Season Two also provided a few callbacks for fans like me. We get a cameo from Mindy St. Clair, eternally living in the “medium” place (which happens to be a suburban home from the 1980s that includes a clunky old VCR and the Pierce Brosnan “World’s Sexiest Man” issue of People magazine) as a horny cokehead in a period-perfect big shouldered skirt and jacket combo. When we learn Janet came up with the idea of using frozen yogurt as the thematic food for the neighborhood (frozen yogurt being a food people think they enjoy but know is kind of a bummer) I was reminded of Michael’s observation from Season One that he liked frozen yogurt because it showed how humans will take something perfect (ice cream) and ruin it just a little so they can have more of it. Similarly, when Eleanor and the team give Michael a “starter kit” for being human, which includes a set of car keys (which he can ask if anyone has found or tap his pockets to look for), I thought of Michael’s lament from Season One that he wanted to have human experiences, like pulling a hamstring or telling someone to “take it sleazy.” And when the group decides to risk going through the real bad place so they can plead their case for entry into the real good place before an all-powerful judge, Michael is thrilled because it is a futile plan, created with unearned confidence, and doomed to fail – in other words, a quintessentially human idea.

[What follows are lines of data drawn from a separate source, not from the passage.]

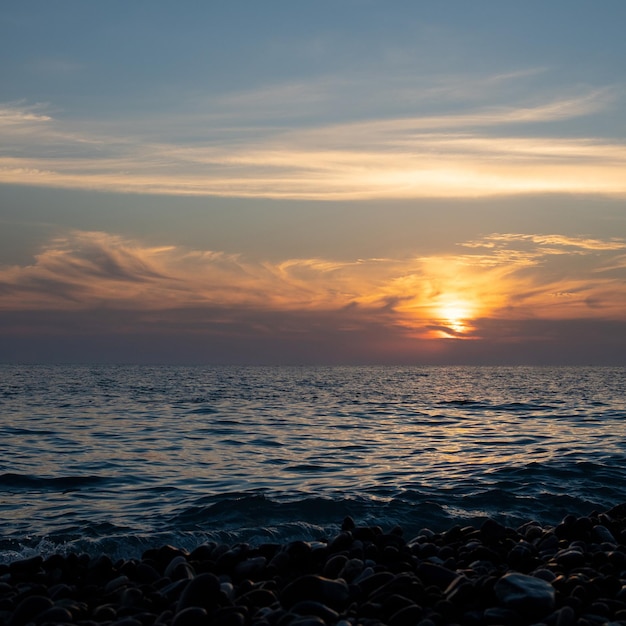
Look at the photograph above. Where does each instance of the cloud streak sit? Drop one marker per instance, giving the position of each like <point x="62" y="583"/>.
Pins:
<point x="455" y="155"/>
<point x="502" y="276"/>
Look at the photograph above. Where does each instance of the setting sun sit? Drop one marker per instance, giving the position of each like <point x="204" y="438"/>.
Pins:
<point x="454" y="316"/>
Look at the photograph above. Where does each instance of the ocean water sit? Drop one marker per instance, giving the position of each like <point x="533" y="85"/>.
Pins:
<point x="117" y="459"/>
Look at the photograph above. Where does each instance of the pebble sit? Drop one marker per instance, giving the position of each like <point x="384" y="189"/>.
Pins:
<point x="525" y="594"/>
<point x="573" y="574"/>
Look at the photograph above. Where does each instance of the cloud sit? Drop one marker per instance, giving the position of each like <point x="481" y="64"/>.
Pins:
<point x="460" y="154"/>
<point x="502" y="276"/>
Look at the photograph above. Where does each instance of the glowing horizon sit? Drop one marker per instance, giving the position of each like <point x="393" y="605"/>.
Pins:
<point x="302" y="183"/>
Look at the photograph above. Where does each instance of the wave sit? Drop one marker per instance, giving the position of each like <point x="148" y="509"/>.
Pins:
<point x="11" y="481"/>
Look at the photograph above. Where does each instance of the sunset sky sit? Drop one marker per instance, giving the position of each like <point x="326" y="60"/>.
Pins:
<point x="345" y="181"/>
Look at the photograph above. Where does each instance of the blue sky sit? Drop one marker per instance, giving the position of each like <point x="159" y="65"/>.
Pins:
<point x="348" y="181"/>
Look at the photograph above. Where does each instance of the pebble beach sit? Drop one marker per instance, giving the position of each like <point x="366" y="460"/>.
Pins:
<point x="572" y="573"/>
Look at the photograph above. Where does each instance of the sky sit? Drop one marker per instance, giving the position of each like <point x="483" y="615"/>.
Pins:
<point x="328" y="182"/>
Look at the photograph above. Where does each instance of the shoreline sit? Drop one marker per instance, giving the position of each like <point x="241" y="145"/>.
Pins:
<point x="573" y="573"/>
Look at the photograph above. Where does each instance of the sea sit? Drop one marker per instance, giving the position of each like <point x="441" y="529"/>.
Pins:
<point x="119" y="459"/>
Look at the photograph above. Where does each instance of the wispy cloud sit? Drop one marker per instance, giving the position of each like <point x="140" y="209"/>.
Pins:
<point x="503" y="276"/>
<point x="483" y="152"/>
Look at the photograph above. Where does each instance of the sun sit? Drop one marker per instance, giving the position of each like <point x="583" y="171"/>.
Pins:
<point x="454" y="316"/>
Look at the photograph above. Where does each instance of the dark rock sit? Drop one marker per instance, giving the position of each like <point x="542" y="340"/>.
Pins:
<point x="26" y="567"/>
<point x="602" y="534"/>
<point x="203" y="591"/>
<point x="252" y="568"/>
<point x="191" y="616"/>
<point x="28" y="609"/>
<point x="406" y="616"/>
<point x="55" y="615"/>
<point x="570" y="559"/>
<point x="526" y="594"/>
<point x="334" y="593"/>
<point x="492" y="531"/>
<point x="257" y="598"/>
<point x="334" y="565"/>
<point x="310" y="607"/>
<point x="433" y="574"/>
<point x="179" y="568"/>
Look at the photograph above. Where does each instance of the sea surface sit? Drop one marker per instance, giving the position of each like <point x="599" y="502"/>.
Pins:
<point x="118" y="459"/>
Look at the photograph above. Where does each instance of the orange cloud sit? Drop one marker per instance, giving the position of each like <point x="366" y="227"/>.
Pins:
<point x="502" y="277"/>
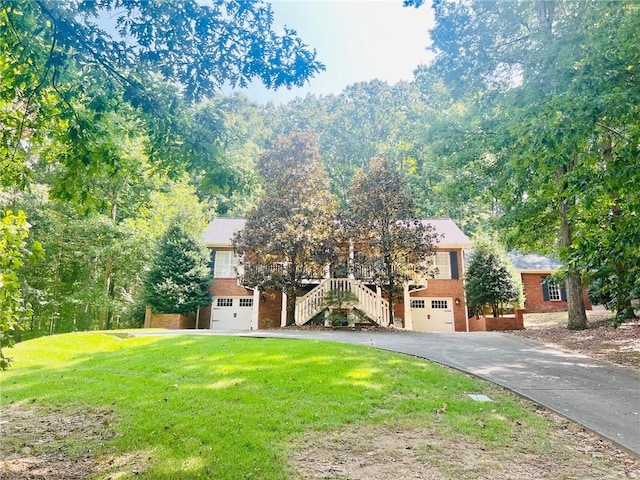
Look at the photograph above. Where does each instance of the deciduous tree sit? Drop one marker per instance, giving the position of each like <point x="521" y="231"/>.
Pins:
<point x="291" y="234"/>
<point x="397" y="245"/>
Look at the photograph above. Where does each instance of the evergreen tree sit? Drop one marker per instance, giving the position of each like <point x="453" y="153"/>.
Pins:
<point x="490" y="279"/>
<point x="179" y="279"/>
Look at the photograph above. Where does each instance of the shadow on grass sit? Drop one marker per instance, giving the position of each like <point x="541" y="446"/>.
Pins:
<point x="227" y="407"/>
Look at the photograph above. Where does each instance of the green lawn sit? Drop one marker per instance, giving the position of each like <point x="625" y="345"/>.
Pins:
<point x="231" y="408"/>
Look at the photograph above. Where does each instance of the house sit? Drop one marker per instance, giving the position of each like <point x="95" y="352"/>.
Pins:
<point x="542" y="293"/>
<point x="436" y="304"/>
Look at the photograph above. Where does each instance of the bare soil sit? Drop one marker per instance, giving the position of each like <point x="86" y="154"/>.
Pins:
<point x="618" y="345"/>
<point x="35" y="444"/>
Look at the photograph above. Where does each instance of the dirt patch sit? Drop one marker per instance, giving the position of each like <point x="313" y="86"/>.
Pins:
<point x="374" y="453"/>
<point x="57" y="445"/>
<point x="618" y="345"/>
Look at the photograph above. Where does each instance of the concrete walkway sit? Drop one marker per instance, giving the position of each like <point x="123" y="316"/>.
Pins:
<point x="603" y="397"/>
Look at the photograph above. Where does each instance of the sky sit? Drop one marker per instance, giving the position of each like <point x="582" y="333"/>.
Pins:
<point x="357" y="40"/>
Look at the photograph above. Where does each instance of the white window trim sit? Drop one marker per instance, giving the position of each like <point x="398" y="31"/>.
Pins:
<point x="225" y="264"/>
<point x="442" y="261"/>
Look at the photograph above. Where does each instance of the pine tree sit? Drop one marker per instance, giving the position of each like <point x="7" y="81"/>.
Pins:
<point x="490" y="279"/>
<point x="179" y="279"/>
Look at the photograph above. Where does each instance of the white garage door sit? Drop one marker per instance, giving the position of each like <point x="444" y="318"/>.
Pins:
<point x="231" y="313"/>
<point x="430" y="314"/>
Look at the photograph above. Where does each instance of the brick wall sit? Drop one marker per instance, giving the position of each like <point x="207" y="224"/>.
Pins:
<point x="270" y="308"/>
<point x="228" y="287"/>
<point x="534" y="297"/>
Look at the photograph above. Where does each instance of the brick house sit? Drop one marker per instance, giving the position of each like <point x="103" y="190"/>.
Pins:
<point x="436" y="304"/>
<point x="542" y="293"/>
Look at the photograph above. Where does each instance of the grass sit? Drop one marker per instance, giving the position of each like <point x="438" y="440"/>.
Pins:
<point x="231" y="408"/>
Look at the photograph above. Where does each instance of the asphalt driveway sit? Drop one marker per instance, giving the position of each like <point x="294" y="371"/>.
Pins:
<point x="602" y="396"/>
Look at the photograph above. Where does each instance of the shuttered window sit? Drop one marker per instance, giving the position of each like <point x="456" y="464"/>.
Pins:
<point x="552" y="292"/>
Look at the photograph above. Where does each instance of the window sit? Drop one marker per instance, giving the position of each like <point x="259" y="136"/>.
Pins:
<point x="246" y="302"/>
<point x="417" y="303"/>
<point x="439" y="304"/>
<point x="442" y="262"/>
<point x="225" y="265"/>
<point x="554" y="291"/>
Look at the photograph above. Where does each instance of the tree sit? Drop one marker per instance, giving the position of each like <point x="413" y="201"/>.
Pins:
<point x="548" y="96"/>
<point x="14" y="252"/>
<point x="382" y="219"/>
<point x="179" y="279"/>
<point x="291" y="234"/>
<point x="490" y="279"/>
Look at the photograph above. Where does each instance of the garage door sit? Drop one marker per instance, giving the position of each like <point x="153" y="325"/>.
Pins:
<point x="432" y="314"/>
<point x="231" y="313"/>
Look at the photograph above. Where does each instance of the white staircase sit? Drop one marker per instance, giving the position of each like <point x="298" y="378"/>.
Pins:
<point x="373" y="305"/>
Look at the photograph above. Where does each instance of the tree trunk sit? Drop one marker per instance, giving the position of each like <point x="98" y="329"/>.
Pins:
<point x="390" y="297"/>
<point x="575" y="302"/>
<point x="624" y="309"/>
<point x="291" y="307"/>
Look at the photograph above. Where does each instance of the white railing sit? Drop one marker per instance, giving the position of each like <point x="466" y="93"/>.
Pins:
<point x="373" y="305"/>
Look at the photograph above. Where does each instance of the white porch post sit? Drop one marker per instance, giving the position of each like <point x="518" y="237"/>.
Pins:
<point x="408" y="321"/>
<point x="255" y="310"/>
<point x="351" y="265"/>
<point x="283" y="311"/>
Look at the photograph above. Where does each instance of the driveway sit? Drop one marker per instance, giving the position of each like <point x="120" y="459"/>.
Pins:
<point x="602" y="396"/>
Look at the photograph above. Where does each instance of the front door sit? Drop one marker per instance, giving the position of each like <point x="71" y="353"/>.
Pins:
<point x="430" y="314"/>
<point x="231" y="313"/>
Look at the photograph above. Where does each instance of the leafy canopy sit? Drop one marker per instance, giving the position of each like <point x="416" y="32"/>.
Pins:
<point x="291" y="234"/>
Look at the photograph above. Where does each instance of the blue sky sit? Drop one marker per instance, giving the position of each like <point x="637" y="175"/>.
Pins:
<point x="357" y="40"/>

It is in these scenes where Schur’s sharp eye for the human condition shines. The demons who run the “toxic masculinity” shop in the bad place are of course frat bros who fist pound and ball tap each other while prepping for the creator of “Girls Gone Wild” inevitably arriving in hell. Sean, Michael’s boss, notes that he selected the body of a 45-year-old white man because that is the easiest way to fail upward. And, in what I thought was one of the more poignant lines in Season Two, Eleanor explains to Michael, who had just experienced the existential crisis of mortality, that the reason humans are always “a little sad” is that we understand that we all die one day. It is these minor riffs and grace notes that make the show something more than just a philosophy lesson put through a pop culture blender and one of the many reasons it is my favorite thing on television.